In the self-esteem class I present seven things that are significant in becoming a healthy, functioning adult with healthy self-esteem. Although I believe in rewiring your thinking, I believe that it is of the utmost importance to undue the damage caused by having been emotionally (or physically) abandoned first.
After all, you wouldn’t pour fresh milk into a glass that is already half full of sour milk. No. You would first dump out the glass of sour milk, clean the glass, then pour a nice glass of fresh milk. That may seem like an odd example but think about it. Right now, you have unwanted feelings and beliefs filling up space that should be filled with joy and happiness, feeling of being free from the bondage of all the negativity that comes with negative core beliefs and feelings.
Rewire Your Thinking
As I mentioned above, you will need to correct the false beliefs that you continue to hold onto and use to define yourself. Once you complete the steps above, and I hope one of those steps is to attend one of my (free) self-esteem classes, then it will be necessary to re-evaluate who you are and what you now believe about yourself.
A new belief system will create a new way of thinking. You might find it helpful to read these regularly, adding or changing them to better fit your needs.
•Childhood abandonment was not my fault. My parents weren’t able to understand and attend to my emotional needs. That was a failing on their part, not mine.
•My emotional needs are valid. It is normal to feel a wide range of feelings and express them in healthy ways.
•My feelings of unworthiness are based on false assumptions that I made as a child. Over the years, I’ve looked for evidence to reinforce this belief. But now I can look for and find evidence that I have good qualities.
Validate Your Needs
Emotional abandonment tells you that your needs don’t matter. This isn’t true and it is essential that you correct this notion by telling ourselves repeatedly that your needs are legitimate just like everyone else’s needs.

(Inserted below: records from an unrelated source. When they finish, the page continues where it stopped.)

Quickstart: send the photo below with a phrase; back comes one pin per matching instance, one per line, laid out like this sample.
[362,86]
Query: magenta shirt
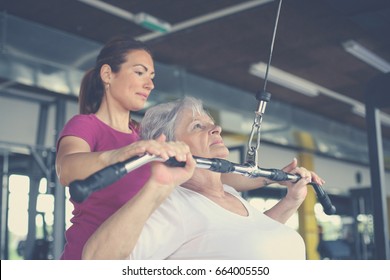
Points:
[92,212]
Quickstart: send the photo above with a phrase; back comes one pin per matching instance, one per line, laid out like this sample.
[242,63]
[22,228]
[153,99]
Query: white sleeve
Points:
[162,234]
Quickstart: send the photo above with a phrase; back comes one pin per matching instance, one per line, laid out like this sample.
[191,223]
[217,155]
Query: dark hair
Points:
[114,54]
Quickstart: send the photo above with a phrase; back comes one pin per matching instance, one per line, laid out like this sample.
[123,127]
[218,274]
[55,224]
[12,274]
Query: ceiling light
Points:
[284,79]
[152,23]
[366,55]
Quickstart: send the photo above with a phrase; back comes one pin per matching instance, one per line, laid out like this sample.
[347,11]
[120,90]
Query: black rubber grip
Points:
[80,189]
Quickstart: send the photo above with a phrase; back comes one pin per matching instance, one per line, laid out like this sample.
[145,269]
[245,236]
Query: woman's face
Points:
[201,134]
[131,86]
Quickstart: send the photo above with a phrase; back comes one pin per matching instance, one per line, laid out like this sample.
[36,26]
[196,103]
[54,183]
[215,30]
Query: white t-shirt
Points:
[188,225]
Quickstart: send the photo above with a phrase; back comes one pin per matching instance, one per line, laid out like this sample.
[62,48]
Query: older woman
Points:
[202,218]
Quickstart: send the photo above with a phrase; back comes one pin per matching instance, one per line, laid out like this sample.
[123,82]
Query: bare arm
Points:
[296,193]
[118,235]
[76,161]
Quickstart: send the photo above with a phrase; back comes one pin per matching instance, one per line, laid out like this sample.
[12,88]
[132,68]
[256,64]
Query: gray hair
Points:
[162,118]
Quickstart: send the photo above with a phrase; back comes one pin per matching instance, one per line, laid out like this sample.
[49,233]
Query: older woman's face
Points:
[201,135]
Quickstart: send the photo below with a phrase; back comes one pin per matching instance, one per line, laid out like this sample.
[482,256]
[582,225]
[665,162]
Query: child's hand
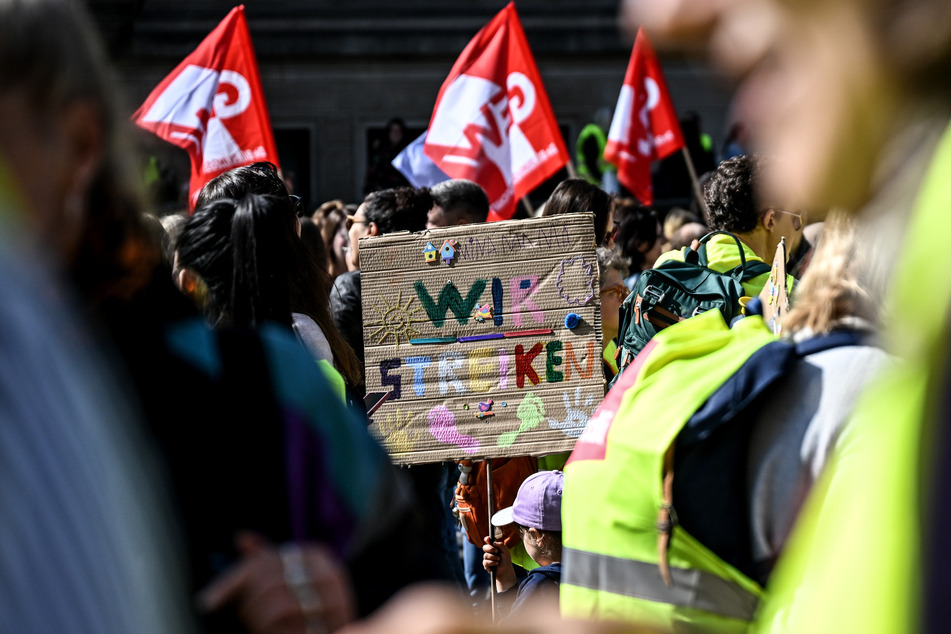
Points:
[496,557]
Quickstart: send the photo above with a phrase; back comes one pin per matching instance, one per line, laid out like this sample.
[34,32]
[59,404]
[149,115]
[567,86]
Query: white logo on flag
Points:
[477,114]
[195,105]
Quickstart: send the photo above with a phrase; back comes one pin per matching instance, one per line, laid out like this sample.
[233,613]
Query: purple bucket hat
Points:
[537,504]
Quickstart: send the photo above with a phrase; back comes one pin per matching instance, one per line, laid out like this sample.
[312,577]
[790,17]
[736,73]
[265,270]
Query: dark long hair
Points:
[257,269]
[576,195]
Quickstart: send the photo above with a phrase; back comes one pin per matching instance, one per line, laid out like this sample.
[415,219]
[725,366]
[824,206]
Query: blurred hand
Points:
[497,558]
[258,589]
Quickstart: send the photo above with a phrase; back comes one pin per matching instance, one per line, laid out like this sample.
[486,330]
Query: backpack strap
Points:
[742,273]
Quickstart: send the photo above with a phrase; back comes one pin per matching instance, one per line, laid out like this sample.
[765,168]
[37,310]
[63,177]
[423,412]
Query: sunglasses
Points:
[619,290]
[353,220]
[297,204]
[797,218]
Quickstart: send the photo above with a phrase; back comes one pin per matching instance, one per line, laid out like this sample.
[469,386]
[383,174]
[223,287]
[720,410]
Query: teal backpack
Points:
[675,291]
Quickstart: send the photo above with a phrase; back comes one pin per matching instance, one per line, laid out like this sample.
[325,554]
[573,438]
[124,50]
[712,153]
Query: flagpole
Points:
[571,170]
[694,180]
[528,207]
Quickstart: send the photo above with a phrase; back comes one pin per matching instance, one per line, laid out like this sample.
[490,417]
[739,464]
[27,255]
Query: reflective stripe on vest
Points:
[691,588]
[613,489]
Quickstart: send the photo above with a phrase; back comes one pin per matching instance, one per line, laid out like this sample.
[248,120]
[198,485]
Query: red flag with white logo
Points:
[212,105]
[645,126]
[492,122]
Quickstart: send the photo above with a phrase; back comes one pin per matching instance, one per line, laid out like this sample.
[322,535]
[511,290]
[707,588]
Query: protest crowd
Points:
[254,415]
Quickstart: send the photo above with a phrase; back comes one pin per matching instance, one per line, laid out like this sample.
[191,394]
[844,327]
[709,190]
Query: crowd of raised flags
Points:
[492,122]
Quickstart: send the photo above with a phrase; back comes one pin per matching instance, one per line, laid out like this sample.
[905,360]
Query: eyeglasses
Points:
[353,220]
[298,205]
[620,291]
[797,218]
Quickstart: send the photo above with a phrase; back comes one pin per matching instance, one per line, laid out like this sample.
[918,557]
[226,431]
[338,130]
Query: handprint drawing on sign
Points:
[531,413]
[397,434]
[576,416]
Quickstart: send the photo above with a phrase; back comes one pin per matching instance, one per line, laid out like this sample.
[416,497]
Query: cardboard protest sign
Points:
[775,294]
[487,335]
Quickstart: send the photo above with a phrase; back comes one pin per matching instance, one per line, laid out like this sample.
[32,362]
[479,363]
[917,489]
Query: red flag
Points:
[212,105]
[645,127]
[492,122]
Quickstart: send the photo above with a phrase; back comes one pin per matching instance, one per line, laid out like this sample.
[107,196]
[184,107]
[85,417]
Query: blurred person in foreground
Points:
[85,552]
[868,553]
[87,545]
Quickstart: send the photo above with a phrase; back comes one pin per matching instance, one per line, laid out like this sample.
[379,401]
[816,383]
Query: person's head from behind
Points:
[331,218]
[537,513]
[639,236]
[837,285]
[457,201]
[245,252]
[61,141]
[613,268]
[260,178]
[576,195]
[387,211]
[735,203]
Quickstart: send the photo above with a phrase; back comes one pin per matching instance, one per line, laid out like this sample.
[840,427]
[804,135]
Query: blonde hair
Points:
[835,285]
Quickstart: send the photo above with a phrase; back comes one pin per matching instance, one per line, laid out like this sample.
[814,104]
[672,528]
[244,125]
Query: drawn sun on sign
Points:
[395,320]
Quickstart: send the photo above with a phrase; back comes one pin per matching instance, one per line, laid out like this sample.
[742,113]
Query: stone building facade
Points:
[334,71]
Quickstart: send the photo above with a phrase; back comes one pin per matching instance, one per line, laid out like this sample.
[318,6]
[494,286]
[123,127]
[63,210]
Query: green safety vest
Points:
[613,490]
[854,561]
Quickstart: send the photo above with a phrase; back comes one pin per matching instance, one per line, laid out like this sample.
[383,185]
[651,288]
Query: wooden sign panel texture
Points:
[473,340]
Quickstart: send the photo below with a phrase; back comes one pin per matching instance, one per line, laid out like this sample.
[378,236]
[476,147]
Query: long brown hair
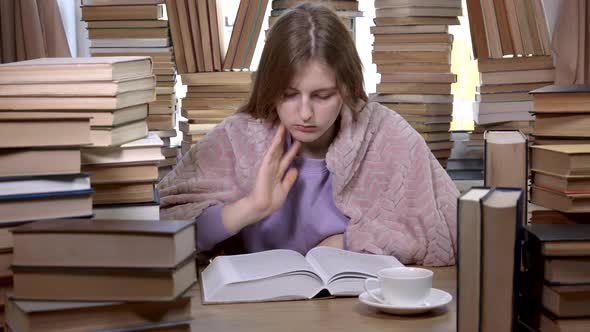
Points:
[308,31]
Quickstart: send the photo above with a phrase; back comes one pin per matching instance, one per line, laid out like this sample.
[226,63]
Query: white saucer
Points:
[436,299]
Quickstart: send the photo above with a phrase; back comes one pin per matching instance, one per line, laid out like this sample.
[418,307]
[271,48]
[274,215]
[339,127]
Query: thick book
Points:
[287,275]
[564,160]
[469,247]
[25,130]
[143,150]
[42,206]
[49,70]
[22,185]
[59,316]
[104,284]
[562,99]
[27,162]
[80,88]
[106,243]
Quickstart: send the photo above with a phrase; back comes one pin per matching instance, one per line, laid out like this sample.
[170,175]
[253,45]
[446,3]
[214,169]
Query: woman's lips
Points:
[305,129]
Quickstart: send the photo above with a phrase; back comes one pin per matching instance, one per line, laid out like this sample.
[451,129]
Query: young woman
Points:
[309,162]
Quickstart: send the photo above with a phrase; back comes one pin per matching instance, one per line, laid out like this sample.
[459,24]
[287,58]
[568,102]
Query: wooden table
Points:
[340,314]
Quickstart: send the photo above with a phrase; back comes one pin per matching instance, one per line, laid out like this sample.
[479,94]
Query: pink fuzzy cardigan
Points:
[399,199]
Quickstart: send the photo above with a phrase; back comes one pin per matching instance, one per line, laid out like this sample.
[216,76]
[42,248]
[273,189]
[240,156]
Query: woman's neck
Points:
[319,148]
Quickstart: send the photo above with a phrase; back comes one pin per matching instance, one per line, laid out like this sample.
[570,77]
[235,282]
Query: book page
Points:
[261,265]
[333,264]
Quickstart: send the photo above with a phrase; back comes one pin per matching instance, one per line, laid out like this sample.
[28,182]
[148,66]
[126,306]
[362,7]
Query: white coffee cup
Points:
[401,285]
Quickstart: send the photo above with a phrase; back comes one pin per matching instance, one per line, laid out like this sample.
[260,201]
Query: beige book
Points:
[218,78]
[412,47]
[195,128]
[77,103]
[206,113]
[562,99]
[417,3]
[501,146]
[384,30]
[114,136]
[59,316]
[505,88]
[99,119]
[127,24]
[436,137]
[137,152]
[50,207]
[418,11]
[442,145]
[20,130]
[51,70]
[556,200]
[127,33]
[411,20]
[81,88]
[130,244]
[515,63]
[31,162]
[171,161]
[565,184]
[118,284]
[413,38]
[409,77]
[413,99]
[123,193]
[563,160]
[469,260]
[161,121]
[562,125]
[382,57]
[500,243]
[103,174]
[106,13]
[517,77]
[414,88]
[503,97]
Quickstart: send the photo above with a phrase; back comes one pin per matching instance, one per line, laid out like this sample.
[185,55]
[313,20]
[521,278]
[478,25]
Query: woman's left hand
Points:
[336,241]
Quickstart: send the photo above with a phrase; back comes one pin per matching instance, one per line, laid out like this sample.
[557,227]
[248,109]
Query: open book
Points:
[287,275]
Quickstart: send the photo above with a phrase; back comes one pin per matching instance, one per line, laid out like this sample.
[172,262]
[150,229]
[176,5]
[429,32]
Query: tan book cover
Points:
[104,284]
[121,100]
[122,173]
[51,70]
[133,243]
[134,12]
[58,316]
[78,89]
[30,162]
[564,160]
[137,152]
[24,130]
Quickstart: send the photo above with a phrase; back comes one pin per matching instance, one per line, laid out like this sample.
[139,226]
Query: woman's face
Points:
[311,104]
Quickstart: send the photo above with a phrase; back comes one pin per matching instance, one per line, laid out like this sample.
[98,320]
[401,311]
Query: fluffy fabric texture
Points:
[399,199]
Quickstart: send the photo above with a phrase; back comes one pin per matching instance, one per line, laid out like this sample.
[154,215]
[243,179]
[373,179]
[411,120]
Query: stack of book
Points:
[124,178]
[347,10]
[510,39]
[124,276]
[560,160]
[196,29]
[555,295]
[412,51]
[139,27]
[488,265]
[210,98]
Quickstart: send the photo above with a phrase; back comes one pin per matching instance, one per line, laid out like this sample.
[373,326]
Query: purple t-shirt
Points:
[307,217]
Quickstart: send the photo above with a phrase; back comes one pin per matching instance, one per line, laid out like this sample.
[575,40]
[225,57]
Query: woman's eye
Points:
[324,97]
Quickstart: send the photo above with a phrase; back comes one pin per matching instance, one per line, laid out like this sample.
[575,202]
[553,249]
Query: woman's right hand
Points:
[270,189]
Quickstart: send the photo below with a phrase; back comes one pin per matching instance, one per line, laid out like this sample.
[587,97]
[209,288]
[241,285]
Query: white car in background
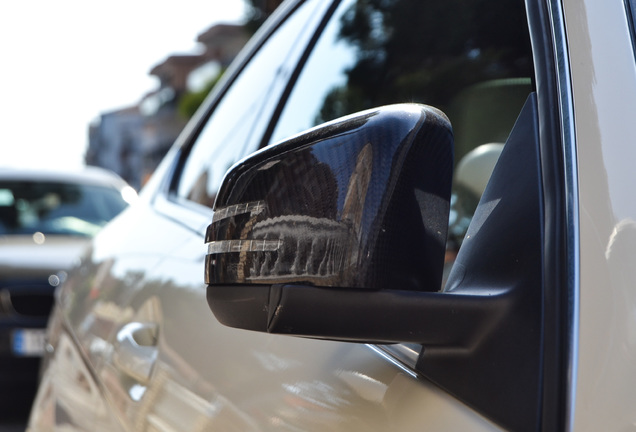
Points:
[350,277]
[47,218]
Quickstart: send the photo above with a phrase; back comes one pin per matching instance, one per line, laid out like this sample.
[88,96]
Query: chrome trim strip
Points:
[387,353]
[568,137]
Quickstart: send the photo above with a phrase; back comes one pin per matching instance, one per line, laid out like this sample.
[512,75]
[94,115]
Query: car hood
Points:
[21,254]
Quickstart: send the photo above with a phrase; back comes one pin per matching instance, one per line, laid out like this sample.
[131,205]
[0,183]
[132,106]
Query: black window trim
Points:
[561,232]
[165,199]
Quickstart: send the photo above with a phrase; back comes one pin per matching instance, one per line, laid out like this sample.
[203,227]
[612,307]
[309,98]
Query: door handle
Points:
[136,350]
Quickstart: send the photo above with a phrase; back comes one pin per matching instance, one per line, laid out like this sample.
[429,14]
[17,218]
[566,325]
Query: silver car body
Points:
[137,348]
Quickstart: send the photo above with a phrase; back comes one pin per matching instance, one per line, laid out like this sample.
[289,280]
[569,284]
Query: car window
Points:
[236,126]
[472,62]
[27,207]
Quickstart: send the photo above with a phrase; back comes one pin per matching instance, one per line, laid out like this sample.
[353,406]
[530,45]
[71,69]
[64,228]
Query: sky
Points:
[64,62]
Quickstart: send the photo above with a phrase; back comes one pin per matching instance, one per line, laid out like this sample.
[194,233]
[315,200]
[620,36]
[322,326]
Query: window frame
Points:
[166,201]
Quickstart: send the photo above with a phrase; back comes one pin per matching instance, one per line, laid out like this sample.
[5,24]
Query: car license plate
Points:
[28,342]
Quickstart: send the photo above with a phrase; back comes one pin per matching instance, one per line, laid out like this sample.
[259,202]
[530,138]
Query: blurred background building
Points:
[133,140]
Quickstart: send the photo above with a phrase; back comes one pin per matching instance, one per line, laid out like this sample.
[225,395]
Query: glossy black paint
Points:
[360,202]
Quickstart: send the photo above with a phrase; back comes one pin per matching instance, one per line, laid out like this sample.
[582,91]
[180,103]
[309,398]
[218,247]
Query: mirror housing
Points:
[357,206]
[482,335]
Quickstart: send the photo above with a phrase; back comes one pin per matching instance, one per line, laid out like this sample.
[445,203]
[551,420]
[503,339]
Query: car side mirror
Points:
[339,234]
[355,210]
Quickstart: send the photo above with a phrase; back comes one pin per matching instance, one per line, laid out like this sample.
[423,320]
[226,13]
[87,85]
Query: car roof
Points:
[85,175]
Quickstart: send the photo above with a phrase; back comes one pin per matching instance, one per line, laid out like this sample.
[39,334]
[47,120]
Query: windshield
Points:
[27,207]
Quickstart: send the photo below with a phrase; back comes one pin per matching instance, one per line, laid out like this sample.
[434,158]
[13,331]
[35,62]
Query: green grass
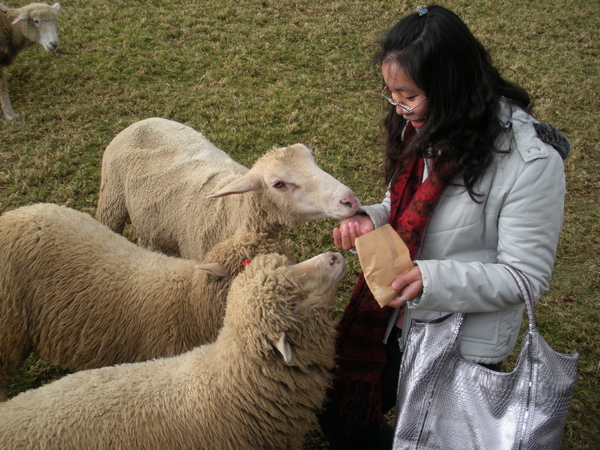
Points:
[254,74]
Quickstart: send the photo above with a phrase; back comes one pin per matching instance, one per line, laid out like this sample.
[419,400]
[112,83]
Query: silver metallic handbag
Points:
[448,402]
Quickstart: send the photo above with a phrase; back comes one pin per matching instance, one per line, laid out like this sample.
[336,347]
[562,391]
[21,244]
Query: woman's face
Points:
[403,90]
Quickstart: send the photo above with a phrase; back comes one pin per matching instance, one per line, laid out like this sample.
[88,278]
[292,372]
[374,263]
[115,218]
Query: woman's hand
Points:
[350,229]
[409,285]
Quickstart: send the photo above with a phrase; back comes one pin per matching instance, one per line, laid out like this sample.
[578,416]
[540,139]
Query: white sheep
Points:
[159,173]
[81,296]
[21,28]
[256,387]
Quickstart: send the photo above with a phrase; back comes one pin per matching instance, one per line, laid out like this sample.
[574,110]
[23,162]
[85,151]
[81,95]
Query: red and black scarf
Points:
[362,353]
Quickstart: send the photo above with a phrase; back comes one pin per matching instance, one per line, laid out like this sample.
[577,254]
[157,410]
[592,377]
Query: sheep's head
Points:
[295,188]
[39,24]
[282,313]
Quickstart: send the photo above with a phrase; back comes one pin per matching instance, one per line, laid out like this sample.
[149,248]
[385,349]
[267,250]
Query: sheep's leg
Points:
[14,348]
[9,114]
[111,212]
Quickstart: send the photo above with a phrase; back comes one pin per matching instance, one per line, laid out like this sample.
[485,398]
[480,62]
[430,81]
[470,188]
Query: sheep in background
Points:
[256,387]
[81,296]
[158,173]
[21,28]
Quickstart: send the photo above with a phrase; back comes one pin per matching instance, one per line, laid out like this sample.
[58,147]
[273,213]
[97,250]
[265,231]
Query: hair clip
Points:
[422,10]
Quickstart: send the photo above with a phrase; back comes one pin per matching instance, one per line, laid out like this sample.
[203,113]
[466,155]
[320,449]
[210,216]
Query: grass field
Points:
[253,74]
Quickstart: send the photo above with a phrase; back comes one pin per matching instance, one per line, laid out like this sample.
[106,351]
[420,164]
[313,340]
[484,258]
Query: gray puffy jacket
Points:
[517,223]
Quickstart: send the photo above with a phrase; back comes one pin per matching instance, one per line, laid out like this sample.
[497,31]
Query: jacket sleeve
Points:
[528,227]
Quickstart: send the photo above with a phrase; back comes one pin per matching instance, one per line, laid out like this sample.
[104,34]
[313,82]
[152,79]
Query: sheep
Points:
[257,386]
[21,28]
[81,296]
[159,174]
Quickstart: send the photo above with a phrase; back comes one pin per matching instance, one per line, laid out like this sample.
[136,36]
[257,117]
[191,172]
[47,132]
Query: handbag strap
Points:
[526,292]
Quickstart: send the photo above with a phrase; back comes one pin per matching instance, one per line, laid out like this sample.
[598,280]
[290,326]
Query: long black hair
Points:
[439,52]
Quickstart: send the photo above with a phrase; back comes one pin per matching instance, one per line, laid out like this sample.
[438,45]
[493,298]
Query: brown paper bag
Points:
[383,256]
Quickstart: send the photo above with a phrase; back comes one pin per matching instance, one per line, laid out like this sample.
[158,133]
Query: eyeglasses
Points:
[404,108]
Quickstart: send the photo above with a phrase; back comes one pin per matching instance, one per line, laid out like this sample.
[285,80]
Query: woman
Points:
[473,182]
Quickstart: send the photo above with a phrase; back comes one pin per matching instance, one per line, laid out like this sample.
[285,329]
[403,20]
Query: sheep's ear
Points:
[283,347]
[240,186]
[20,18]
[213,268]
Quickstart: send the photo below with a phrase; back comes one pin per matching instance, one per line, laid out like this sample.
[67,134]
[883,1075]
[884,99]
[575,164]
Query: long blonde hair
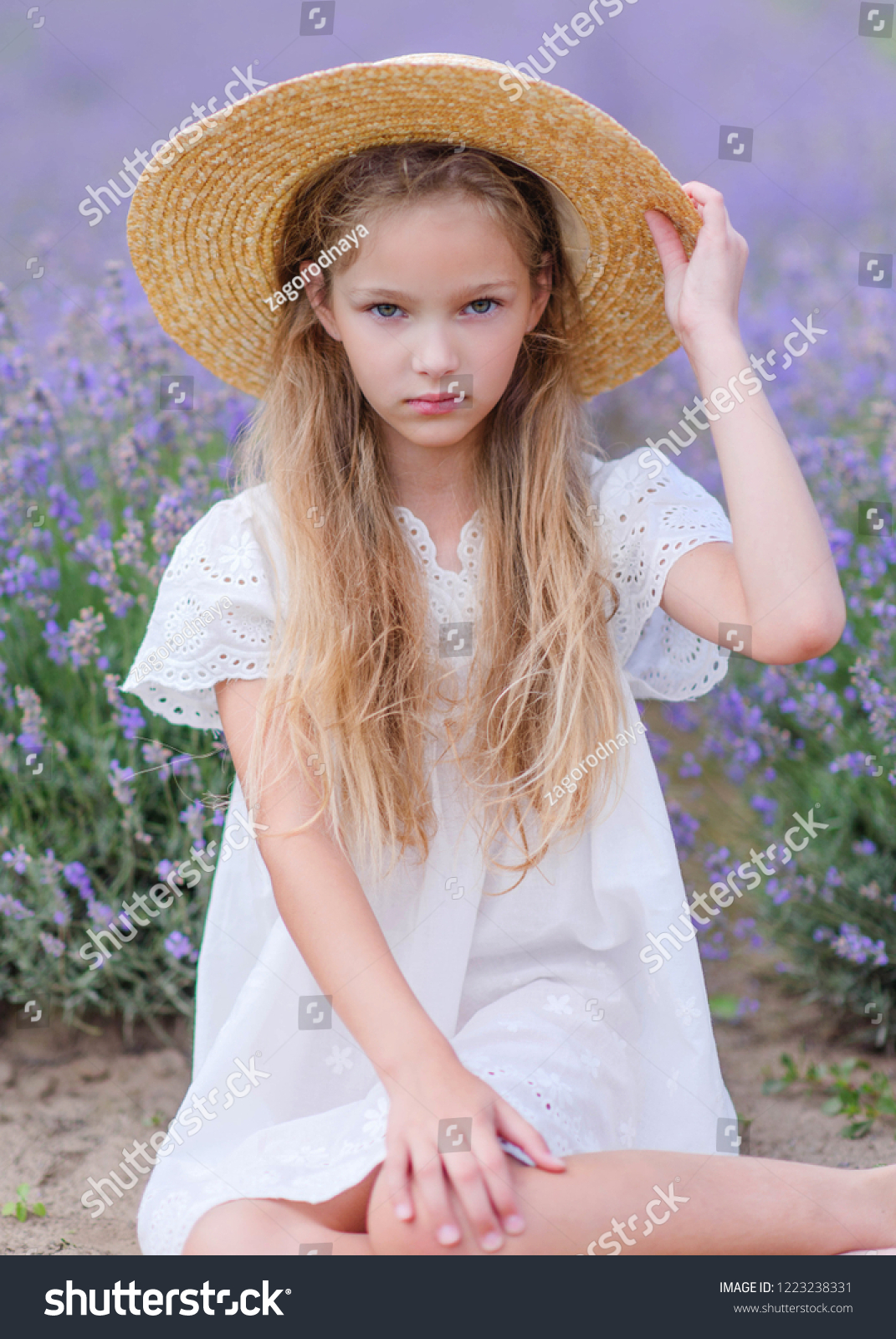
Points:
[354,676]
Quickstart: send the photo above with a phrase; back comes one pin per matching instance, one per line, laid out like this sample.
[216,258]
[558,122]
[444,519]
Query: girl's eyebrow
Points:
[394,295]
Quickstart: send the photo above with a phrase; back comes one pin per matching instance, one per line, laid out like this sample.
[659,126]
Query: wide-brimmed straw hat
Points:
[207,214]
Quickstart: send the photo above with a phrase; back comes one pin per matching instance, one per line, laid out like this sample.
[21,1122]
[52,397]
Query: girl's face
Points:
[437,296]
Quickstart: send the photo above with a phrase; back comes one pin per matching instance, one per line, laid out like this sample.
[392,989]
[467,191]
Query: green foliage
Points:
[844,1095]
[19,1207]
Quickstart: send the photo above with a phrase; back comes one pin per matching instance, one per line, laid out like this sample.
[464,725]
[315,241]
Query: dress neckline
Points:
[468,549]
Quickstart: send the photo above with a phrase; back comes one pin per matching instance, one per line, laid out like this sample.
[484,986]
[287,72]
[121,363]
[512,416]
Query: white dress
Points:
[541,991]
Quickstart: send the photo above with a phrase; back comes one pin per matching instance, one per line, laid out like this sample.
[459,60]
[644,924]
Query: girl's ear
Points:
[543,291]
[316,296]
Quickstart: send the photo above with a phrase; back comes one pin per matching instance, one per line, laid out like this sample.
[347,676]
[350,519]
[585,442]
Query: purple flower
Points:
[19,859]
[856,947]
[178,946]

Because it doesn’t come naturally to us, we have to create a new habit of identifying our feelings and needs. Perhaps, try writing them down at predetermined times throughout the day (such as at mealtimes). Just like writing down your thoughts and feelings in step one, this is also very important for your growth as a healthy adult.
Once you are aware of these beliefs and you do believe they belong to you, then you will be able to meet more of your own needs, and take the uncomfortable, yet essential, step of telling our loved ones what we need from them. That is a big step, but remember, you deserve to have your needs met the way YOU want them met.
Love Yourself
Emotional abandonment also tells you that you’re unlovable. The best way to start healing is to love yourself more. Ask yourself these questions:
•Do I say kind things to myself?
•Do I ever encourage myself to try new things and challenge myself?
•Do I notice my progress and effort?
•Do I comfort myself in healthy ways when I am sad or disappointed?
•Do I treat my body in loving ways?
•Do I value self-care? Do I surround myself with supportive people?
•Do I invest in things that will increase my joy, happiness, health, and wellbeing?
Those are just some of the loving things you can do for yourself. If you know how to treat your family, friends or children with love, then you know how to do it for yourself. It just takes intention and practice.